Il précise d’ailleurs que le gouvernement possède déjà des leviers, sur le plan légal, pour stopper la désaffiliation des médecins, mais qu’il a choisi d’autres véhicules, dont le projet de loi no 83. Alors que le taux de désaffiliation des médecins de famille se situe autour de 5 % et que celui des autres médecins spécialistes est d’environ 3 %, Me Laverdière estime que le moment est venu de tenir ces débats et de faire des choix pour protéger le réseau public.
Notamment, les allers-retours qu’effectuent certains médecins entre les deux systèmes, pouvant aller jusqu’à 9 fois par année, sont problématiques. Cette alternance entre les statuts entraîne des préoccupations déontologiques, dont le risque qu’un médecin dirige ses propres patients du réseau public vers le privé. Selon le chercheur, la première mesure à mettre en place est de « fermer l’écoutille » qui mène au privé, au moyen d’un encadrement juridique adéquat.

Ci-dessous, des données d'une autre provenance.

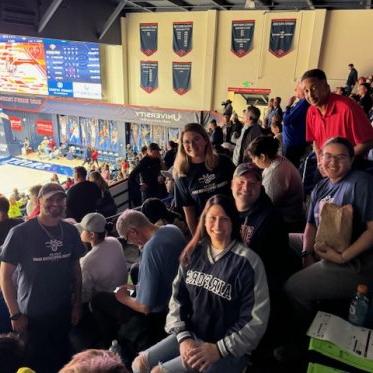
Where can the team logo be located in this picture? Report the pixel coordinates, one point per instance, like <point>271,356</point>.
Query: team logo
<point>54,245</point>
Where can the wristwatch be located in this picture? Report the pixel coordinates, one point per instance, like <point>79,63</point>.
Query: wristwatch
<point>306,253</point>
<point>16,316</point>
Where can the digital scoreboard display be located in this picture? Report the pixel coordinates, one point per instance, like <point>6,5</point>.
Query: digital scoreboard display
<point>50,67</point>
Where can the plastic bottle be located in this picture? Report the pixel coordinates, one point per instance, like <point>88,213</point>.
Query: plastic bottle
<point>359,306</point>
<point>115,347</point>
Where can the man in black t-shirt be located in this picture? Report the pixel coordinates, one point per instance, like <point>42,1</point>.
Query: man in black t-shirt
<point>82,197</point>
<point>6,224</point>
<point>147,173</point>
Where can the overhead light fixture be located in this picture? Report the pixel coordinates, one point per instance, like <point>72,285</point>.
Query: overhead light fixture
<point>250,4</point>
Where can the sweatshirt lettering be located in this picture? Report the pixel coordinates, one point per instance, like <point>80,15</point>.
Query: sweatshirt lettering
<point>210,283</point>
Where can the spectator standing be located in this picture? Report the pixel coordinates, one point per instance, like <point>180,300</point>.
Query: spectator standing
<point>104,267</point>
<point>250,131</point>
<point>82,197</point>
<point>170,155</point>
<point>281,181</point>
<point>147,174</point>
<point>351,79</point>
<point>294,127</point>
<point>332,115</point>
<point>106,204</point>
<point>199,173</point>
<point>47,300</point>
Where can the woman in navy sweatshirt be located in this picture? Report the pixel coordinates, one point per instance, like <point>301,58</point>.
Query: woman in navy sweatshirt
<point>219,306</point>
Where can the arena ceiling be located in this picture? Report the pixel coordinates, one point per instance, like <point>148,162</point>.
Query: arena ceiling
<point>98,20</point>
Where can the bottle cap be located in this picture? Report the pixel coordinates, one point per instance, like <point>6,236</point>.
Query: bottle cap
<point>362,289</point>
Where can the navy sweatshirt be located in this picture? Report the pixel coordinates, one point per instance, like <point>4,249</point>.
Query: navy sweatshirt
<point>223,300</point>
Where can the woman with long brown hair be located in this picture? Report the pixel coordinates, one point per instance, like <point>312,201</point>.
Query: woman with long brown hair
<point>219,305</point>
<point>199,172</point>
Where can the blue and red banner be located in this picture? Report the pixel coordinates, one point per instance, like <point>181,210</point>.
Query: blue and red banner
<point>149,75</point>
<point>181,73</point>
<point>149,38</point>
<point>242,36</point>
<point>183,36</point>
<point>282,33</point>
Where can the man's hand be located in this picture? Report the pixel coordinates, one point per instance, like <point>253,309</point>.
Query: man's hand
<point>328,253</point>
<point>121,293</point>
<point>20,325</point>
<point>185,347</point>
<point>76,314</point>
<point>203,356</point>
<point>291,101</point>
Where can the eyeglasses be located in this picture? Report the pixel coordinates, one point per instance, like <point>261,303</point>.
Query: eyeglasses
<point>338,158</point>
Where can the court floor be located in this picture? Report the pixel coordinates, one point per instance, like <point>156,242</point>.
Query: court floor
<point>22,178</point>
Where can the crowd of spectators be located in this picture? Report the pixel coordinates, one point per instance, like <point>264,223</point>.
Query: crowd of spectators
<point>229,265</point>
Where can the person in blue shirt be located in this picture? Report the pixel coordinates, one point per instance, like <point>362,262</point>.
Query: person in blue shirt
<point>294,127</point>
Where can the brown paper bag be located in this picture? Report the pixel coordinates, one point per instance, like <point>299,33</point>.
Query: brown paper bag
<point>335,228</point>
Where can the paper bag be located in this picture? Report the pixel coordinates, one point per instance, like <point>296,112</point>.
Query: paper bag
<point>335,226</point>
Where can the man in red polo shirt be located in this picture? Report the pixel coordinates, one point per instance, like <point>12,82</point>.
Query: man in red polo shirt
<point>332,115</point>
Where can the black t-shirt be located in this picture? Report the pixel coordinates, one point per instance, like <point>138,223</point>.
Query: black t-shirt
<point>6,226</point>
<point>82,198</point>
<point>200,184</point>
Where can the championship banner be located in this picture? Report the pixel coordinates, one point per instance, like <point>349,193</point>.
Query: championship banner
<point>44,127</point>
<point>182,40</point>
<point>242,36</point>
<point>149,75</point>
<point>149,38</point>
<point>15,123</point>
<point>181,72</point>
<point>282,32</point>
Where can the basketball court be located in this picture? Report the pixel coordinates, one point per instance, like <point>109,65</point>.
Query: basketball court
<point>22,172</point>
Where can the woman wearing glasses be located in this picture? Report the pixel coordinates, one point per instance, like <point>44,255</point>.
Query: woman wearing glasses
<point>219,306</point>
<point>199,173</point>
<point>330,274</point>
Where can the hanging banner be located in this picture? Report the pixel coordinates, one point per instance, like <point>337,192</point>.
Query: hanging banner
<point>44,127</point>
<point>149,38</point>
<point>149,75</point>
<point>181,72</point>
<point>15,123</point>
<point>282,33</point>
<point>242,36</point>
<point>182,40</point>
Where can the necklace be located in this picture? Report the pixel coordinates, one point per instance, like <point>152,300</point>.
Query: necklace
<point>50,236</point>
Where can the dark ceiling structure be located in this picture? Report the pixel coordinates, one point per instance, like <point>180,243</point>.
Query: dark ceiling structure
<point>98,20</point>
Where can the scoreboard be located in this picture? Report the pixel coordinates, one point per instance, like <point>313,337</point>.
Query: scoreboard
<point>50,67</point>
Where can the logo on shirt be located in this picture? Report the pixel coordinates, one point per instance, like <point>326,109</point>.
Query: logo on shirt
<point>207,178</point>
<point>247,232</point>
<point>210,283</point>
<point>54,245</point>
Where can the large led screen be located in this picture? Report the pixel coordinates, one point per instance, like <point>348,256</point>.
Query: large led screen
<point>48,66</point>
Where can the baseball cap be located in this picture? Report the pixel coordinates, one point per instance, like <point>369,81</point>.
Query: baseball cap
<point>168,173</point>
<point>50,189</point>
<point>154,146</point>
<point>245,168</point>
<point>92,222</point>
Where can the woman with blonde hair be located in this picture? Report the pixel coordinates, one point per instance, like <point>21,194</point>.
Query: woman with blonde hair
<point>199,172</point>
<point>106,204</point>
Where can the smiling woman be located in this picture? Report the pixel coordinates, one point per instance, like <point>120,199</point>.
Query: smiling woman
<point>331,274</point>
<point>222,278</point>
<point>199,172</point>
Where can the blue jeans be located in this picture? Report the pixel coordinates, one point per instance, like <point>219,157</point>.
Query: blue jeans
<point>167,354</point>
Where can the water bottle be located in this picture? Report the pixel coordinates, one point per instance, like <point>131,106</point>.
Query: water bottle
<point>115,348</point>
<point>359,306</point>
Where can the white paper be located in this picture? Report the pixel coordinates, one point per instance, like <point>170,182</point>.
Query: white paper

Quels que soient les points de vue exprimés, tous s’entendent sur le fait qu’il y a urgence de se questionner sur les impacts découlant de la coexistence des secteurs public et privé dans le domaine de la santé.
Pour sa part, le CMQ est convaincu qu’un meilleur encadrement du secteur privé se traduira par un nivellement par le haut, c’est-à-dire par un accès plus rapide à une médecine de qualité pour l'ensemble de la population.